Un elogio della pietra

L’unico idolo da adorare è la pietra. Essa appartiene al mondo, ma al contempo se ne distacca, essendo del primo riassunto la porzione iniziale. La pietra è poggiata attorno a noi come un esempio da perseguire: essa è l’unica cosa ferma che sfugge alla regola di ciò che muta, almeno sotto il nostro breve sguardo di una manciata di lustri.

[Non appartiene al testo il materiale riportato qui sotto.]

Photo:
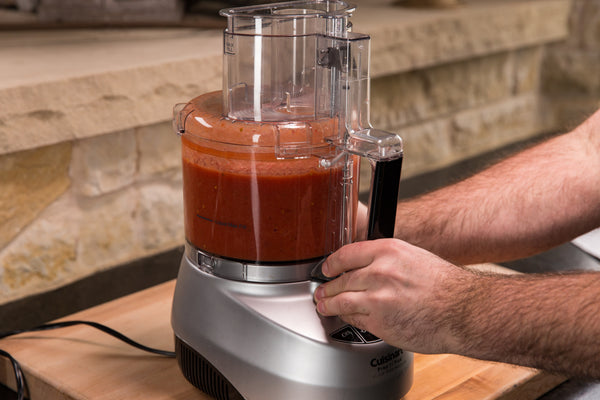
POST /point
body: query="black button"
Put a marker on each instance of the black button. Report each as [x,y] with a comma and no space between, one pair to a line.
[368,336]
[347,334]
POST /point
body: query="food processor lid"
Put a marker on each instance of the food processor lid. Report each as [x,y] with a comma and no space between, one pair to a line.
[316,15]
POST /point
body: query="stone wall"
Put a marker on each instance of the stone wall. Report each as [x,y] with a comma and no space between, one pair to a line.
[89,165]
[571,74]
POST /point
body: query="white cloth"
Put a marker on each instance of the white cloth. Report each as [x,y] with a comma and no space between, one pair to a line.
[590,242]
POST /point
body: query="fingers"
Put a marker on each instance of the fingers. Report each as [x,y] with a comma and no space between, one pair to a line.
[344,304]
[349,257]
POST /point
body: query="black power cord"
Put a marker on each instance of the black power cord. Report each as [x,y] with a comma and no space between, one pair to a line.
[20,377]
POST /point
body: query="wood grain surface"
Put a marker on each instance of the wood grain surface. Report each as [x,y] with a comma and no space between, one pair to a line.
[80,362]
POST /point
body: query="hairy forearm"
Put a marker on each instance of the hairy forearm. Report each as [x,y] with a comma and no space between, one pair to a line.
[550,322]
[528,203]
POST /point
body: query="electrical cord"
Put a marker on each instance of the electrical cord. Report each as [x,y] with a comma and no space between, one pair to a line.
[20,377]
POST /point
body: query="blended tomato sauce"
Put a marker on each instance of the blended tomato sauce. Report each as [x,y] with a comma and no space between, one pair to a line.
[251,206]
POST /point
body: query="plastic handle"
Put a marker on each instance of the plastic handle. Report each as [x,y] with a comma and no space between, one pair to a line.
[383,200]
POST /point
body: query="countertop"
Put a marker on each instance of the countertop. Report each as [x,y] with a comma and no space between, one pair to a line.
[81,363]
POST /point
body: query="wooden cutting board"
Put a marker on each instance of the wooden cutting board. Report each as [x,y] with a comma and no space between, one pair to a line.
[80,362]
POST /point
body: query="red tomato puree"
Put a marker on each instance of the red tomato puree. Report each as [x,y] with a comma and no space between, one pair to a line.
[248,205]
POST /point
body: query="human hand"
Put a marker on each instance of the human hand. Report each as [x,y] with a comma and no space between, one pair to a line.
[403,294]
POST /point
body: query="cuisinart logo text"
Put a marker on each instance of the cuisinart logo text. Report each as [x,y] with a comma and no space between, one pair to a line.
[384,361]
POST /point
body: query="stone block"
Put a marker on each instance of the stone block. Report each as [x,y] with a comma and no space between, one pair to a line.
[584,24]
[160,216]
[107,234]
[446,140]
[418,40]
[44,256]
[105,163]
[408,98]
[107,11]
[571,71]
[102,103]
[30,181]
[159,151]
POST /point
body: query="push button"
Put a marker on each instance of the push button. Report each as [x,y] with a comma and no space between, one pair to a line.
[368,336]
[347,334]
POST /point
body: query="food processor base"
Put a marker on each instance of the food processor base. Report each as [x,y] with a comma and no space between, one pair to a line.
[256,341]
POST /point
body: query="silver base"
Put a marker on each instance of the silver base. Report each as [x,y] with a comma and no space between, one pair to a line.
[269,343]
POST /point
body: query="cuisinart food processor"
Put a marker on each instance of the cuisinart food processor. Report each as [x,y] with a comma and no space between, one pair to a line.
[270,181]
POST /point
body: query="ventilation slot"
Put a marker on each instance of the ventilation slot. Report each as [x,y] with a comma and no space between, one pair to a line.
[201,373]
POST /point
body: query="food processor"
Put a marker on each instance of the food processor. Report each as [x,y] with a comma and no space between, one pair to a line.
[270,186]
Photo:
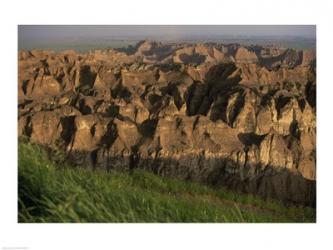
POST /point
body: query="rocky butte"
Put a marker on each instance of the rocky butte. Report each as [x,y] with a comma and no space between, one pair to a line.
[223,114]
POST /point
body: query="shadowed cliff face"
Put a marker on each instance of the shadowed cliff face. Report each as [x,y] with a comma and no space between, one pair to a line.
[243,117]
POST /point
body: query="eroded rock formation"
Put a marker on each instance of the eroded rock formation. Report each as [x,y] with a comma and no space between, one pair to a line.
[243,117]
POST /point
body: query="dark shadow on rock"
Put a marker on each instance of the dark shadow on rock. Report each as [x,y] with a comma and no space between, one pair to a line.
[249,139]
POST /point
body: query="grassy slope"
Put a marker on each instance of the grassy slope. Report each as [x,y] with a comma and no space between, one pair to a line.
[49,193]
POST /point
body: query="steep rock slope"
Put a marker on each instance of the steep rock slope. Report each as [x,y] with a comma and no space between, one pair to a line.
[244,117]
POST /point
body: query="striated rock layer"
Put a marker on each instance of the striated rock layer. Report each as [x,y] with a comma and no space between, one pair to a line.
[243,117]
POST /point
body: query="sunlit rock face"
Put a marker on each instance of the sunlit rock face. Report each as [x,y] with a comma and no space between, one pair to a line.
[239,116]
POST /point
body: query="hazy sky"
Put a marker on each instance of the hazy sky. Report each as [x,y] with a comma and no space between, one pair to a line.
[28,32]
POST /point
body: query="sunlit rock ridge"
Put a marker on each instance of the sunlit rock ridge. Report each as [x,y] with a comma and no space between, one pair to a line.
[223,114]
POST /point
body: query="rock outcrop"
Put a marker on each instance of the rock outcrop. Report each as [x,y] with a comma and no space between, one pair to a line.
[239,116]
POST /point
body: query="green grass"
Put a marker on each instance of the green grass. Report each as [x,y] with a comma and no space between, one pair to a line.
[52,193]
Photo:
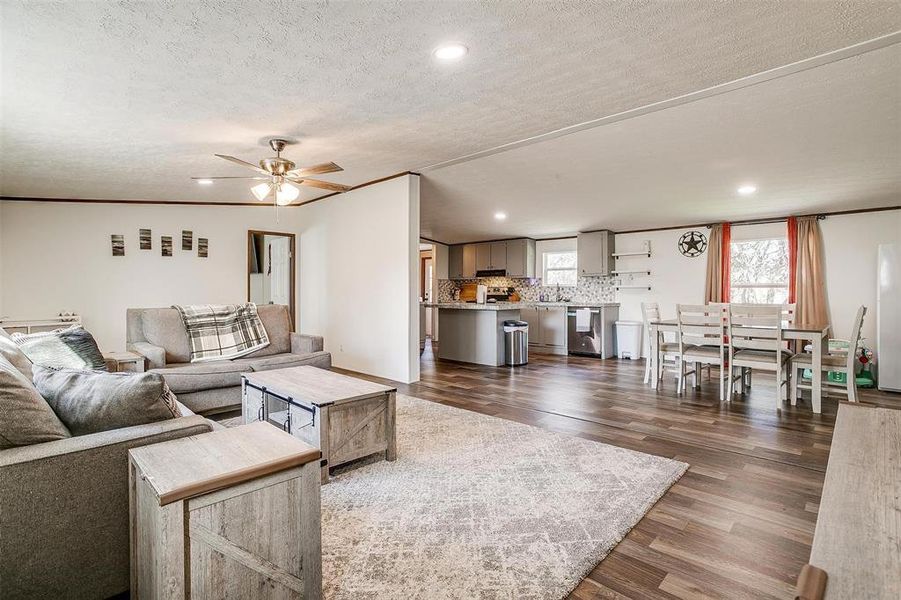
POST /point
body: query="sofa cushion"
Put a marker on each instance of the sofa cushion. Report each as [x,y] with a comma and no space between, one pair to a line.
[283,361]
[69,348]
[164,327]
[277,324]
[25,417]
[93,401]
[11,352]
[187,377]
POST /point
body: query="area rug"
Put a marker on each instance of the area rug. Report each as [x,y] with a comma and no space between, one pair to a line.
[478,507]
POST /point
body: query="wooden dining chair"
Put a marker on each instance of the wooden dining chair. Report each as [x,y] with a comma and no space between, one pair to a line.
[838,362]
[701,342]
[650,311]
[755,342]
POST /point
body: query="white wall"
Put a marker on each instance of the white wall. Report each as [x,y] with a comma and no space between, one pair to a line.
[58,257]
[357,270]
[850,243]
[360,277]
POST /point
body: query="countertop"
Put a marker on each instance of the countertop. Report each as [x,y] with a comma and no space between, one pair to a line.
[513,305]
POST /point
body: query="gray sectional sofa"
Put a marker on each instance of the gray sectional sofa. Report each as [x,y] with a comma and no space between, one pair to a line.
[64,510]
[210,387]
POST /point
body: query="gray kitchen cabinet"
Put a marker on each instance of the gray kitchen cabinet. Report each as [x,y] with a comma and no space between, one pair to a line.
[455,262]
[521,258]
[595,252]
[469,261]
[483,256]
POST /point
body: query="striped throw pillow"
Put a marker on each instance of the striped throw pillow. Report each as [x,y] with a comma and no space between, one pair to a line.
[70,348]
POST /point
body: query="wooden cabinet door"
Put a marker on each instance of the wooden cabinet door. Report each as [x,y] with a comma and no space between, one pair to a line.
[531,316]
[483,257]
[553,326]
[498,251]
[455,262]
[469,261]
[516,258]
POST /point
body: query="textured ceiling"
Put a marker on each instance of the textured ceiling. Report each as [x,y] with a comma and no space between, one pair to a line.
[127,100]
[824,139]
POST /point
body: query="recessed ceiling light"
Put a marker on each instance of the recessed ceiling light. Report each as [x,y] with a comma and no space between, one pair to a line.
[453,51]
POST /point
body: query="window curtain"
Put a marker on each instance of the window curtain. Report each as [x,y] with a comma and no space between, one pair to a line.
[810,276]
[719,269]
[792,237]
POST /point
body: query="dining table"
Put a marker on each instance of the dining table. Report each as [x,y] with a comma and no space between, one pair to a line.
[815,333]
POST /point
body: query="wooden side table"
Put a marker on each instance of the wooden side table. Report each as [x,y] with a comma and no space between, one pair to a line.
[227,514]
[124,362]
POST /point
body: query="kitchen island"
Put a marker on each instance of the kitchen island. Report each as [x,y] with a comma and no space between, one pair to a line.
[474,333]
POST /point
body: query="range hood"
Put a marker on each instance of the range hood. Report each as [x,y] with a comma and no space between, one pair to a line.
[491,273]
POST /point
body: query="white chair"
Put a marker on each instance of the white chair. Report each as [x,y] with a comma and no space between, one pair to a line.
[650,311]
[701,342]
[836,362]
[755,342]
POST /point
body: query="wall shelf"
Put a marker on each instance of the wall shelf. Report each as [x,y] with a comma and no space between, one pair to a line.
[622,254]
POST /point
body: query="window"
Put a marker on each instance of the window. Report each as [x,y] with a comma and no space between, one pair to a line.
[559,268]
[759,271]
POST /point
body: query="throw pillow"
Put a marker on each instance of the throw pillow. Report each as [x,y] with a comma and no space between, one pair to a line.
[11,352]
[71,348]
[25,417]
[92,401]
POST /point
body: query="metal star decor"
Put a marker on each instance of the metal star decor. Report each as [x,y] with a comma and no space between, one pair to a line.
[692,244]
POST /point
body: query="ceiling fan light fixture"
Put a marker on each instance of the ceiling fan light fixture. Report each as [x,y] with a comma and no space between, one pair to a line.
[261,191]
[286,193]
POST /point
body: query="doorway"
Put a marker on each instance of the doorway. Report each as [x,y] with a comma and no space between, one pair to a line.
[271,269]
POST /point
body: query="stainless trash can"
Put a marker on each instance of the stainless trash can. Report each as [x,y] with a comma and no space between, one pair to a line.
[516,343]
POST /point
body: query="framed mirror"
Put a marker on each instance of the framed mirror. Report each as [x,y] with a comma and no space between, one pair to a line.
[271,269]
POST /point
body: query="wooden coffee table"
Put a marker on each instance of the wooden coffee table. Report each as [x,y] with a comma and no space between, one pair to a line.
[345,417]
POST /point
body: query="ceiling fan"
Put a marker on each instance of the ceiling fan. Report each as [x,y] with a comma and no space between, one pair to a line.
[281,176]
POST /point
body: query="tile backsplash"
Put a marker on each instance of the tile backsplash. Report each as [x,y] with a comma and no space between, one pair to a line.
[588,289]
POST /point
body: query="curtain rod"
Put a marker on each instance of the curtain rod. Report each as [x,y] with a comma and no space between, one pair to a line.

E l’acqua non la morde, la lucida, la perfora facendone un anello per il suo lussuoso braccio, perché senza la schiena accatastata dalle pietre l’umido non saprebbe dove scorrere; e il vento non la sciupa, tutt’al più la smussa, la scalpella o la trascina affinché altri occhi (di fiere passanti, di arbusti che la soffocheranno sotto i colpi micidiali del loro abbraccio, di pastori) la vedano. Il desiderio di edificare non può compiersi senza il supporto della pietra (essa edifica l’uomo e la sua creazione; e l’uomo sbrindellato dopo il consueto diluvio non risorse forse attraverso quelle pietre gettate alle spalle dai giusti Deucalione e Pirra, che rammollendosi, erigendosi e mettendo arti s’alzarono fatte di carne?”

Davide Brullo da “Il Domenicale” del 29/5/2004

(foto del “Kongenshus Mindepark” in Danimarca, della Fondazione Benetton)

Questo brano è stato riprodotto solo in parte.